Because ability scores are the first thing players generate for their characters in most games, those scores set the tone as far as what type of game can be expected. They signal to players what the game considers important; simply put, if it isn’t important a game doesn’t stat it. By asking you to generate a Strength score, for instance, the game signals that raw strength will be important or useful in the game. So let’s look at what 5e considers important:
- Strength: raw physical prowess
- Dexterity: agility as well as hand-eye coordination
- Constitution: physical endurance, mechanically it also affects hit points (a topic for another article)
- Intelligence: supposed to indicate memory and reasoning ability, but often defaults to a nebulous idea of how “smart” a character is
- Wisdom: they don’t really talk about what Wisdom is in the game, jumping almost immediately to the skills and other things it affects
- Charisma: meant to measure force of personality, but in practice often tied to physical beauty and “sexiness”

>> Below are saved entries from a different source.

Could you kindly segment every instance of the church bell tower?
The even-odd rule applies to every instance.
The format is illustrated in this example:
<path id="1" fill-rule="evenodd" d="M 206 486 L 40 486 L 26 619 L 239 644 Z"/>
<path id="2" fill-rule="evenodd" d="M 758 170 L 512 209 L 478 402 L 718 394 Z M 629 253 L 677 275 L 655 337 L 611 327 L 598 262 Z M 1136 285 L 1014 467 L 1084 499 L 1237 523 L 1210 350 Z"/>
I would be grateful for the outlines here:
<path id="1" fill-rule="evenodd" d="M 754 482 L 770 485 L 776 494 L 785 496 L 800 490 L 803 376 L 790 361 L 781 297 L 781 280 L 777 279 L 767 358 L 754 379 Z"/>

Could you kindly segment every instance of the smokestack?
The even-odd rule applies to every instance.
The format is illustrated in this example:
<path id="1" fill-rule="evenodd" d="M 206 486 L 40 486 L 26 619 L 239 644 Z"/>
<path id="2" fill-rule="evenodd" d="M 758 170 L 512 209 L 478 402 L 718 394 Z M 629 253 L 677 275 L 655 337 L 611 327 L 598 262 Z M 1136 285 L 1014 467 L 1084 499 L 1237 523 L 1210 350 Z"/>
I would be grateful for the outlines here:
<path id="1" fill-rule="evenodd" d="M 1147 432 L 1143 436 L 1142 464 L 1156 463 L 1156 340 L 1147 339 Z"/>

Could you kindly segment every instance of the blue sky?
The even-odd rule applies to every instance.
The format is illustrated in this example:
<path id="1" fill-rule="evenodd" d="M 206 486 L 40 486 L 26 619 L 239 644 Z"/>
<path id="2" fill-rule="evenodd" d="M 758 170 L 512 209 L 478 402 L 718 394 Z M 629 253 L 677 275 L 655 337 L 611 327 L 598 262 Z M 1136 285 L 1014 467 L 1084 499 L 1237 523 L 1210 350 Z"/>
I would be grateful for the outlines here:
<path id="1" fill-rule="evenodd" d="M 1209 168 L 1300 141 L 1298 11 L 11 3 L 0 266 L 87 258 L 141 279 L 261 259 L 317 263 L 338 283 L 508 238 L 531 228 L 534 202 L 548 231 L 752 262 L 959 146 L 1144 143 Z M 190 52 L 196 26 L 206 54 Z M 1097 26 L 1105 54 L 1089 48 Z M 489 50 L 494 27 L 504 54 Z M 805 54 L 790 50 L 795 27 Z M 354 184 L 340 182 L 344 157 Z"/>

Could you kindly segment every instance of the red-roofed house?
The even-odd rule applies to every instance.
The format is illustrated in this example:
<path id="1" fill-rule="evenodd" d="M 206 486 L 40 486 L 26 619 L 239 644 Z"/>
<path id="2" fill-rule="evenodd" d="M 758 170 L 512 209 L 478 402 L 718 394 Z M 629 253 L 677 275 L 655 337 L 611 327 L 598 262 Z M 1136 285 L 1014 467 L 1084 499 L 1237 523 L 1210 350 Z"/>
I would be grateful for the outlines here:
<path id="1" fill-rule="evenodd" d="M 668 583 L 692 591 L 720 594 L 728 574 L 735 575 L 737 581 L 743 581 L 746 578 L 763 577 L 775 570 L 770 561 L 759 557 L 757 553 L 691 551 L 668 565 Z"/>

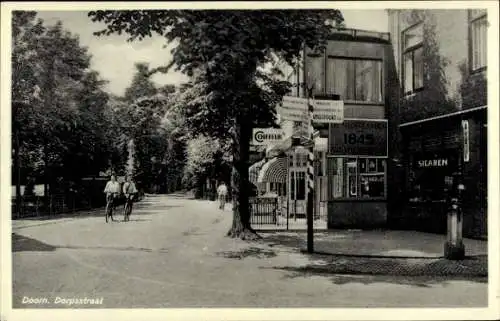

Before we look at anything else, we can see that based on solely what D&D does as a game, the first three Ability Scores fit. As the game focuses primarily on combat, for instance, it makes sense you would need to know how hard a character can hit (Strength), whether they can avoid a hit or hit at range (Dexterity), and if they are struck, how well they weather that hit (Constitution).
The remaining three Ability Scores are almost specific to particular character types, as opposed to being generally useful in the same way as the first three. Intelligence is of primary use to wizards and other skill-focused characters, but lies flat on the page for anyone else. Similarly, Wisdom is ill-defined except as the province of the religious folk in the game and otherwise doesn’t come into play except to punish physical-type characters. Charisma could be an Ability of use to everyone, and given how hard folks argue that D&D “does emphasize roleplaying, actually!” you might be forgiven for thinking its presence supports this. But I would argue that, when a particular ability is almost universally considered a “dump stat”, you might need to revisit whether it is working as intended.
So basically we have three Ability Scores which are of vital importance to every character, and three which are situationally important but depending on party build, may not be important to everyone, or even anyone. And yet, every character has to generate these scores, useful or not. Seems like a bit of a time waster, huh? Especially when you consider that, having rolled up these numbers, you never use them again. Oh, you use the bonuses they represent, but the Ability Scores themselves are never rolled against or have any effect on gameplay.
So why have them? And if we’re going to keep them, do we need to keep these ones, or are there better ways to start building a character for the game 5e says it is? What type of game does D&D 5e say it is, anyway?
You have probably heard of the Three Pillars of the D&D game: Exploration, Social Interaction, and Combat. These three pillars are meant to be the focus of gameplay, and there is an expectation good designers and GMs will incorporate all three in a balanced fashion into their designs. In reality, 5e strongly supports the Combat pillar with the bulk of the ruleset dedicated to how that works, allocating only a fraction of its total page count to the other two pillars. When someone is telling you to “just houserule it!” or “make up something that works at your table!”, it’s almost a guarantee it relates to the Exploration or Social Interaction “pillars”.
But what if we took the game at its word, that these Three Pillars are actually equally important? What Ability Scores would we develop to drive home that importance and balance right from character creation?